Analyze live traffic metrics

The Live Telemetry Analyzer provides a real-time view of incoming metrics grouped by label, and their relative frequency. This view helps you understand how often your applications emit metrics, troubleshoot spikes in ingest rates, and ensure that the Chronosphere Collector is aware of particular metrics. Use the metrics telemetry analyzer as a first step in identifying opportunities to reduce the overall volume of metrics.

Chronosphere Observability Platform adaptively adjusts the metrics sampling rate based on the current workload. This behavior means that not all metrics are immediately visible in the Live Telemetry Analyzer.

💡

See a demo of the live telemetry analyzer. (opens in a new tab)

Capture and analyze live profiling data

To use the metrics telemetry analyzer to capture live profiling data:

In the navigation menu, click Go to Admin and then select Analyzers > Live Telemetry.
Click either the Metrics or Traces tab, depending on the data you want to profile.
Click Capture live data to begin gathering statistics for data that Observability Platform accepted for matching. Two tables display with the following columns:
- Unique Values: Number of unique values for the respective label key.
- Appears In: The percentage of metrics you’re viewing that have the matching label key.
- Avg. DPPS: Average data points per second (DPPS), calculated over the previous 15 seconds.
- Current DPPS: Current data points per second.
You can make changes to the groupings and filters while profiling.
To modify the displayed data, select an option from the Data phase menu to show data in different stages along the pathway from ingestion to persistence.
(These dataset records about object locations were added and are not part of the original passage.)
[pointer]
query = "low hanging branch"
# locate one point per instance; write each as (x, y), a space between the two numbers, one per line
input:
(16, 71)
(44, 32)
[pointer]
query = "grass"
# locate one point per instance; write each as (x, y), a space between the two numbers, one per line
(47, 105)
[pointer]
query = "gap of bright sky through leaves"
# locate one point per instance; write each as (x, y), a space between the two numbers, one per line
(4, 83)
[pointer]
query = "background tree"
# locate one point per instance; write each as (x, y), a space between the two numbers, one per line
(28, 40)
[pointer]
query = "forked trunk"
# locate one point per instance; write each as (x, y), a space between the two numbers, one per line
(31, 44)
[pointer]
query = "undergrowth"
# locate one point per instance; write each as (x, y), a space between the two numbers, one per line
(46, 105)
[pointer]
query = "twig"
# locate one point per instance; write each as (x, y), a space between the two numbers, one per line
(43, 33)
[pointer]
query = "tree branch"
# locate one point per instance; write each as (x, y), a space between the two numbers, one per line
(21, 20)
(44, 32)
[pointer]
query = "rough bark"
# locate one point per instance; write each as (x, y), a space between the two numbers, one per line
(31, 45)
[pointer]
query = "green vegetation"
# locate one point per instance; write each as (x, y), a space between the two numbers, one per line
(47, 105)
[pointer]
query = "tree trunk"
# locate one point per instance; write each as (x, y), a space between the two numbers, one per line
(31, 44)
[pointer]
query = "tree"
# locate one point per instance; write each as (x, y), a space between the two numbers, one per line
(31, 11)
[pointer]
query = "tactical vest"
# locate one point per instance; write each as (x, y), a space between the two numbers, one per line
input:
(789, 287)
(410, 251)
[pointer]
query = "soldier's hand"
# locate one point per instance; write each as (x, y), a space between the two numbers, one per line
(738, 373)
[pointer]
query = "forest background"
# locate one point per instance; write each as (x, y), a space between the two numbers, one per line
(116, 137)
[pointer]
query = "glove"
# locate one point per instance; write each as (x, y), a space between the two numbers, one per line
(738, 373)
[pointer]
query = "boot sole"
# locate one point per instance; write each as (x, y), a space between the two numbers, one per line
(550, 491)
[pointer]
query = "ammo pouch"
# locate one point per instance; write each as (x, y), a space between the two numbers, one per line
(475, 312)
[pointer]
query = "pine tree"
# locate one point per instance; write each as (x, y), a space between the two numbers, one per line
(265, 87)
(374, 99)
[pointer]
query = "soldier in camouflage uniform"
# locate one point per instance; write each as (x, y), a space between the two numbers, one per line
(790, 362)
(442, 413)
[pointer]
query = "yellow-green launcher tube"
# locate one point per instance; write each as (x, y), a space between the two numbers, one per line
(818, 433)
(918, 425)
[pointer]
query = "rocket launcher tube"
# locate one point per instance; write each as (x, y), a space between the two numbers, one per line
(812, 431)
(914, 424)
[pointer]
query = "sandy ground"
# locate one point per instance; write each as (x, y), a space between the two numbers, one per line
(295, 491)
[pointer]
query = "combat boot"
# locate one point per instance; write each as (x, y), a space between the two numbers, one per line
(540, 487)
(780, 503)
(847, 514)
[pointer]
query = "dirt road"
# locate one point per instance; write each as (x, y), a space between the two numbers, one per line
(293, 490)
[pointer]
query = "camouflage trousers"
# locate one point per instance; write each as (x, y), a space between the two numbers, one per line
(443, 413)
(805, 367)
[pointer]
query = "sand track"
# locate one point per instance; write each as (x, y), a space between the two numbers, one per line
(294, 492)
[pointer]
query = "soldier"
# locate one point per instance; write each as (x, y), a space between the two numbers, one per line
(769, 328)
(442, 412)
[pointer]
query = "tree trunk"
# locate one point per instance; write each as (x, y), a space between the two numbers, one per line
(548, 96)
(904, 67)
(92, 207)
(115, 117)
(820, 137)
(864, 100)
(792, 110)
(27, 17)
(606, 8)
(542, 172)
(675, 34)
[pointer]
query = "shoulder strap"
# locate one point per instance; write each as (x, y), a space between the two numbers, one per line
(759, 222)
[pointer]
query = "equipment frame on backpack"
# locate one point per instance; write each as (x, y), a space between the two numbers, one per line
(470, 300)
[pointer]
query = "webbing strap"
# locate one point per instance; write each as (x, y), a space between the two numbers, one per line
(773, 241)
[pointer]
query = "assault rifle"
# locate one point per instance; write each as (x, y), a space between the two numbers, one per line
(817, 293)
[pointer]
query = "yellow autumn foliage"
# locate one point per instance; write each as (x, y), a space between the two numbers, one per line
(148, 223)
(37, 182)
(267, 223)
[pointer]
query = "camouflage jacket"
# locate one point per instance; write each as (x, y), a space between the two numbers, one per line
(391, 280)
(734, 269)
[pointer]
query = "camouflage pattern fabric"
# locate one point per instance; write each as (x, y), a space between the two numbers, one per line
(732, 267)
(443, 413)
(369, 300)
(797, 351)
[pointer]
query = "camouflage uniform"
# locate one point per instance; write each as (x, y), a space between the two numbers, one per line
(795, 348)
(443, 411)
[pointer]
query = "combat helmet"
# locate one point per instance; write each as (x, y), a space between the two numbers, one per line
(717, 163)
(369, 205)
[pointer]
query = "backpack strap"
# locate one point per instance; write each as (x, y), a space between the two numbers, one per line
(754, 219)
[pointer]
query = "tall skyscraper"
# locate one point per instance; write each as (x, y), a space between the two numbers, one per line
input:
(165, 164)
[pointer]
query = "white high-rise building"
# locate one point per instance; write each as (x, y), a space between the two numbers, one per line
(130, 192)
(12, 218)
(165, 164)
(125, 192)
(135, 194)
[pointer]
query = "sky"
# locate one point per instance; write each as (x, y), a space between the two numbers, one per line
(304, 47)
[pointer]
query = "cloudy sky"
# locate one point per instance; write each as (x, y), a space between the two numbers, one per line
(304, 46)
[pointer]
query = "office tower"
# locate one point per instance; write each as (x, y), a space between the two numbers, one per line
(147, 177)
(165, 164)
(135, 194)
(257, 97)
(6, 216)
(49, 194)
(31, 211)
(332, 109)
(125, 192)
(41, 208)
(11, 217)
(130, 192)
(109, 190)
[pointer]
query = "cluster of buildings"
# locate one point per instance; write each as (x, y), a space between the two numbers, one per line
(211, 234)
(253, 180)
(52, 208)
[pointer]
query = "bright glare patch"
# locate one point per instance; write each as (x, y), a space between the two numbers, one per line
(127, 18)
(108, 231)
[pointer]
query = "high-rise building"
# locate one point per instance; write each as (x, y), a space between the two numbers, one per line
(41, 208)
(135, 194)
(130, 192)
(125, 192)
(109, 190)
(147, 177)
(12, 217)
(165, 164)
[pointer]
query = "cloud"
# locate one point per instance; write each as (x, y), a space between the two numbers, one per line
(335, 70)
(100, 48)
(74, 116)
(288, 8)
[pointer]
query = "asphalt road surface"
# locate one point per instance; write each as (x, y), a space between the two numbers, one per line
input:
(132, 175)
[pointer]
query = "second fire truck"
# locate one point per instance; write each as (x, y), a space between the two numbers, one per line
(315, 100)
For example, select Rejected by drop rule to view all data that Observability Platform dropped because of a configured drop rule.
To display data for a specific pool only, select a pool from the Pool menu to choose a specific metric pool.

Use the Priority menu to narrow the filter to a specific pool priority.

To filter on specific labels, start typing a label name in the Add Label Filter text box, choose from an autocomplete list of labels, and then add a value to filter for a specific label.

Analyze metrics

When analyzing traffic, use the following methods to help narrow your analysis and find the information you need:

Review the metric names that generate the most data points per second (Avg. DPPS or Current DPPS). If those metrics are unfamiliar to you or are expensive, these might be candidates to roll up or drop.
Ensure your drop and rollup rules are working as expected by reviewing your rolled up metrics, or ensuring that a dropped metric no longer displays.
Group metrics by job to identify the specific scrape jobs generating the most metrics. Filter for each job, and analyze the job’s individual metrics to find opportunities for reduction. Metrics from the same job are often used together, letting you investigate metrics from a single job more quickly.
Review individual clusters, or data-plane versus control-plane clusters to optimize specific areas.
Review metrics isolated to single environments. For example, metrics available only in development or production environment metrics. These are likely to have different metric workload shapes from each other.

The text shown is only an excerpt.